A behind-the-scenes look at Fiona Mantha

Quiet queerleading


Queer is exploding helicopters, toothy cunts, and cross-dressing dance parties. Queer is knitting your own frilly underwear, drama-free sex, and a curriculum of Canadian women authors. Queer is radical, geeky, and stainless steel orgasms.

Perhaps best known for her day job at Venus Envy, Fiona Mantha has spent a lot of time thinking about the term.

“Queer is about challenging hegemonic heterosexuality and homonormativity — that’s Lisa Duggan’s term, not mine. I think of being queer as a politically charged action — one that aims towards sexual liberation and not sexual assimilation,” says Mantha.

Mantha hails from a small town north of Toronto with a population equivalent to an Ottawa high school. Despite the glasses and bookish nature that could have earned her prejudiced nerd-targeted bullying, the worst she got from her teenaged peers was jabs about her wardrobe.

Mohawk-sporting activists and the funky art class regulars surrounded Fiona. She went to parties, served on social committees, and made regular road trips with her friends to Toronto for protests.

“Besides,” Fiona syas wryly, “nobody wanted to make enemies with the school brain if you wanted any help with your homework.”

After four years of undergraduate Political Science at Carleton University, being brainy recently landed Fiona an acceptance into a Masters Program on Canadian Studies with a specialization in Women Studies—she insists she would have taken Queer Studies if it existed.

Her heroes include the likes of Carol Queen, Pat Califia, Joan Nestle, Judith Butler, and John Waters.

Mantha frequents burlesque shows and has a favorite line of dildos, completely solid metallic beauties that look more like a 30th century spacecraft or extraterrestrial than something you stick into an eagerly awaiting orifice.

Yet Fiona also has a drive to build community around the transformation of gender roles and economic consumption. Getting involved with DIY fairs such as Ravenswing and movements such as freeganism (an anti-consumerist food movement) is tied up in Fiona’s ideas of recycling, reusing, and rethinking trash. That’s why she supports and helps create spaces where people can bring stuff to swap and take freely.

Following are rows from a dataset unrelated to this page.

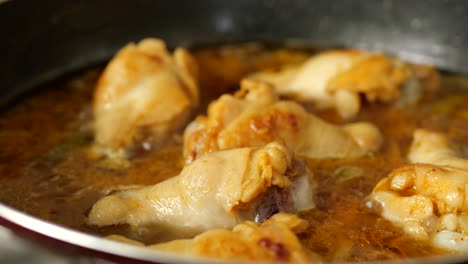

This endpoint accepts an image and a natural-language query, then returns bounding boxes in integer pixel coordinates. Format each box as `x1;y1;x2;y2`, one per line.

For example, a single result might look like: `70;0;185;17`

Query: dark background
1;0;467;106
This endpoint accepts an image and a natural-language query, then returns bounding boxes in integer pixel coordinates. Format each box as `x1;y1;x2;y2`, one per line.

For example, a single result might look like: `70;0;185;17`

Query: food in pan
369;129;468;252
93;39;199;159
250;50;440;119
110;212;316;263
1;38;467;262
183;78;382;164
89;142;315;237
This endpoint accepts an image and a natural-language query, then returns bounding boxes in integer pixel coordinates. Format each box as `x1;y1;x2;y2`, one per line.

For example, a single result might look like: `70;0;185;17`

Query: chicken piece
250;50;440;118
183;79;382;163
408;129;468;170
149;213;314;263
93;38;198;158
369;129;468;252
105;213;315;262
88;142;315;239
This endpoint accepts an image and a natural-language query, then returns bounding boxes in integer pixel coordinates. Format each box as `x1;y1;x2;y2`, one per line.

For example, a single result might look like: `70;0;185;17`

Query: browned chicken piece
369;129;468;252
149;213;315;263
93;38;198;158
249;50;440;118
184;79;383;163
88;142;315;239
106;213;315;263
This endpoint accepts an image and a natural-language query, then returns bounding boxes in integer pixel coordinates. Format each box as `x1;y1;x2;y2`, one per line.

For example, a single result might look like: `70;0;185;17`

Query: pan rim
1;201;468;264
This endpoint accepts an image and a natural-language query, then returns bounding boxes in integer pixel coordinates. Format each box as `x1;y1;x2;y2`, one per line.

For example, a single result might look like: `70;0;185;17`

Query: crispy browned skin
183;79;382;163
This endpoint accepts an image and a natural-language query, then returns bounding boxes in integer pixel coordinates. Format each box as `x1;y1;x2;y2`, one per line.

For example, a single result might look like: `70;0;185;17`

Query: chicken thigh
93;38;198;158
369;129;468;252
88;142;315;239
105;213;315;263
250;50;440;118
184;79;382;163
149;213;313;263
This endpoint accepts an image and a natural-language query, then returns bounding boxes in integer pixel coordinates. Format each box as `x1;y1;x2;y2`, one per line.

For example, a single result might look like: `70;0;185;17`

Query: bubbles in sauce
0;44;467;261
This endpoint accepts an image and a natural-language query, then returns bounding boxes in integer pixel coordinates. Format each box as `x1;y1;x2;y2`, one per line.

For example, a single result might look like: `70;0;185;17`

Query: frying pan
1;0;468;263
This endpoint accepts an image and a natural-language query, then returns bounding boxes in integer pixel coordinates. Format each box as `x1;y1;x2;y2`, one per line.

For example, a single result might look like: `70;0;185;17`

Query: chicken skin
250;50;440;118
106;213;315;263
408;129;468;170
93;38;198;158
150;213;314;263
369;129;468;252
184;79;382;163
88;142;315;239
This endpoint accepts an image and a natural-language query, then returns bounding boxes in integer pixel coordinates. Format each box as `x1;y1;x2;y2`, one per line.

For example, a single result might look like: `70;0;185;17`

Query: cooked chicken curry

That’s also why she makes and sells her own tote bags, panties, and magnets. However, her ideas on what building community is range beyond just co-organizing Ottawa’s first Freegan Festival back in 2007:

“Building a strong community means working to ensure that members — or newcomers — are not alienated and that within the community. Welcoming, openness and warmth are important values,” she says. “It also means ensuring that the work of sustaining the community doesn’t fall on too few people, and that every member is encouraged to contribute to the community building process-be that organizing, hosting, attending, fundraising for, and enjoying community-based events.”

 

Fiona Mantha isn’t about being a paradox or inconsistent. She’s what queering is all about: diversity, reconstruction, moving and thinking beyond straight lines and small boxes. And she’s not alone. She’s got the support and participation of her community, her friends, and her girlfriend of one and a half years — a PhD sociology student who was looking for porn when she first met Fiona.

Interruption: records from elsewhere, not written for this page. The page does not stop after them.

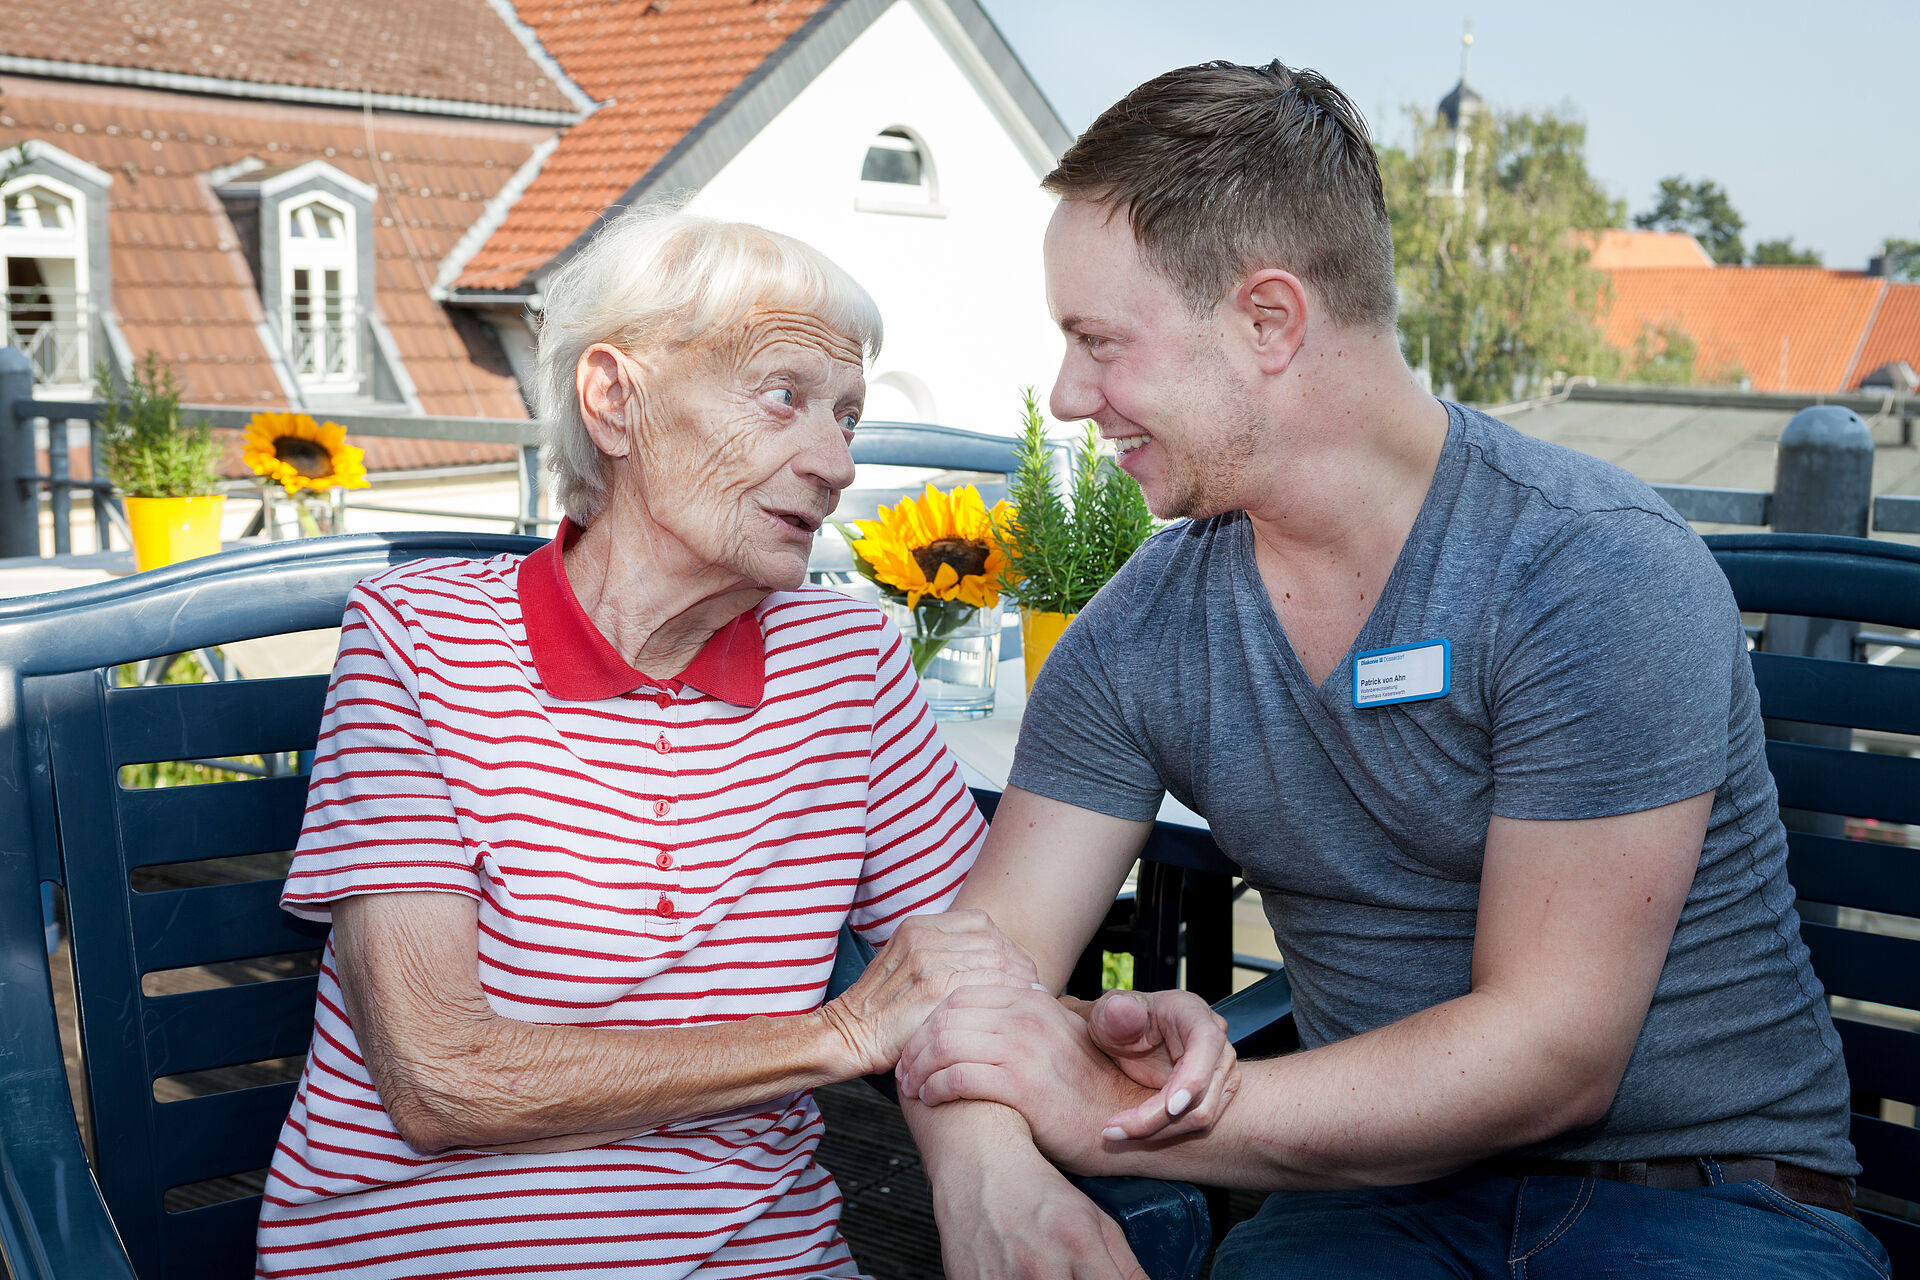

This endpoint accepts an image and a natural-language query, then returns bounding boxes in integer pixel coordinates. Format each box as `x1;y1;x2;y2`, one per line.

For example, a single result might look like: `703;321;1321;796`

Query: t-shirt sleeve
1006;579;1167;823
849;612;984;944
280;582;481;921
1488;510;1736;821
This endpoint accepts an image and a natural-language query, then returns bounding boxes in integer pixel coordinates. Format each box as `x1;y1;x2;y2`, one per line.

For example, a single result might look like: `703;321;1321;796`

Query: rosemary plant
96;354;223;499
993;388;1156;614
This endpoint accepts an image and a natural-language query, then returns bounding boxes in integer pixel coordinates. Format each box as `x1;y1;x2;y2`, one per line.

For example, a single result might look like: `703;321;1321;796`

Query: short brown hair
1044;60;1396;329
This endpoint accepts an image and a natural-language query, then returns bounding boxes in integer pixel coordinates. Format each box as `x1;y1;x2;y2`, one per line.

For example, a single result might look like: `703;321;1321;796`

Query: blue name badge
1352;639;1450;709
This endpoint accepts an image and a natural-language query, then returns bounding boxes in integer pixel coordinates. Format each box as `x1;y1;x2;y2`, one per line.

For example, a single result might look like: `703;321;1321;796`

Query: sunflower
241;412;368;494
844;483;1011;610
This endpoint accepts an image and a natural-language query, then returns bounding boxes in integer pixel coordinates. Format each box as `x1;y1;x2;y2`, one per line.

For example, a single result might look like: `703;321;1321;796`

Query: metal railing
285;312;357;382
1;287;89;388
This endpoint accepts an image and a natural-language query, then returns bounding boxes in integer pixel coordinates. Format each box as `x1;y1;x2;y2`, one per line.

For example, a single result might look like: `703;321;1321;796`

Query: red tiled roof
1601;267;1887;393
1585;229;1713;270
1850;283;1920;387
0;0;577;114
454;0;831;291
1;75;543;427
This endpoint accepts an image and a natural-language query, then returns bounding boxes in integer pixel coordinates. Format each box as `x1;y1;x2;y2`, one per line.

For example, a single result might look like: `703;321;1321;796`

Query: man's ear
577;344;637;460
1229;270;1309;375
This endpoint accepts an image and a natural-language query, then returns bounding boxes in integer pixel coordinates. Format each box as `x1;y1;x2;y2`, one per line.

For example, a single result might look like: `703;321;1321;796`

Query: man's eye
840;411;860;432
769;387;795;407
1080;334;1105;351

The best place to find Fiona Mantha, besides your local Imax, book reading, indie café, or queer potluck? Well, her place of employment, of course. If you’re a newcomer to Venus Envy, you’ll probably be overwhelmed by the bookshelves containing health, erotica, DIY crafting, and feminist theory; the scarlet walls sporting phalluses of every color and texture; and the billboard of community, sex-positive, and queer events. Bewildered, you might wonder if you can find someone knowledgeable and experienced enough to give you the low-down.

And there she is, laid-back, smiling, pierced, and bespectacled.

“Hi, my name is Fiona. Can I help you?”